The STAC Benchmark Council (STAC 2018) consists of over 300 financial institutions and more than 50 vendor organizations whose purpose is to explore technical challenges and solutions in financial services and to develop technology benchmark standards that are useful to financial organizations. Since 2007, the council is working on benchmarks targeting fast data, big data, and big compute workloads in the finance industry. As of 2017, there are around 11 active benchmarks listed in Table 3.
Table 3

Active STAC benchmarks (STAC 2018)

Benchmark domain

Specification name

Feed handlers

STAC-M1

Data distribution

STAC-M2

Tick analytics

STAC-M3

Event processing

STAC-A1

Risk computation

STAC-A2

Backtesting

STAC-A3

Trade execution

STAC-E

Tick-to-trade

STAC-T1

Time sync

STAC-TS

Big data

In-development

Network I/O

STAC-N1, STAC-T0

Other historical benchmark organizations and consortia are The Perfect Club (Gray 1992; Hockney 1996) and the Parkbench Committee (Hockney 1996).

Big Data Technologies

In the recent years, many emerging data technologies have become popular, trying to solve the challenges posed by the new big data and Internet of things application scenarios. In a historical overview of the trends in data management technologies, Nambiar et al. (2012) highlight the role of big data technologies and how they are currently changing the industry. One such technology is the NoSQL storage engines (Cattell 2011) which relax the ACID (atomicity, consistency, isolation, durability) guarantees but offer faster data access via distributed and fault-tolerant architecture. There are different types of NoSQL engines (key value, column, graph, and documents stores) covering different data representations.

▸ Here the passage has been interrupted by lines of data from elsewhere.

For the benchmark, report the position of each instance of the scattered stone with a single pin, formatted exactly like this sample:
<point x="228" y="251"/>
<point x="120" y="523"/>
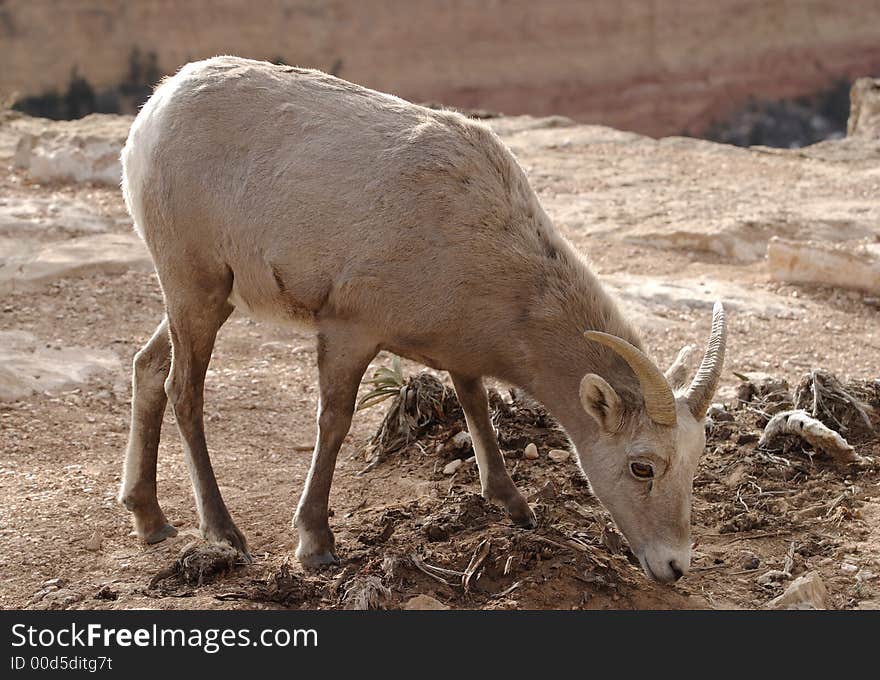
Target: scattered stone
<point x="865" y="575"/>
<point x="106" y="593"/>
<point x="425" y="603"/>
<point x="93" y="542"/>
<point x="719" y="414"/>
<point x="751" y="563"/>
<point x="546" y="493"/>
<point x="772" y="577"/>
<point x="805" y="592"/>
<point x="558" y="455"/>
<point x="199" y="563"/>
<point x="812" y="431"/>
<point x="452" y="467"/>
<point x="435" y="532"/>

In the meantime, many new dig data technologies such as (1) Apache Hadoop (2018) with HDFS and MapReduce; (2) general parallel processing engines like Spark (2018) and Flink (2018); (3) SQL-on-Hadoop systems like Hive (2018) and Spark SQL (2018); (4) real-time stream processing engines like Storm (2018), Spark Streaming (2018) and Flink; and (5) graph engines on top of Hadoop like GraphX (2018) and Flink Gelly (2015) have emerged. All these tools enabled advanced analytical techniques from data science, machine learning, data mining, and deep learning to become common practices in many big data domains. Because of all these analytical techniques, which are currently integrated in many different ways in both traditional database and new big data management systems, it is hard to define the exact features that a successor of the DS/OLAP systems should have.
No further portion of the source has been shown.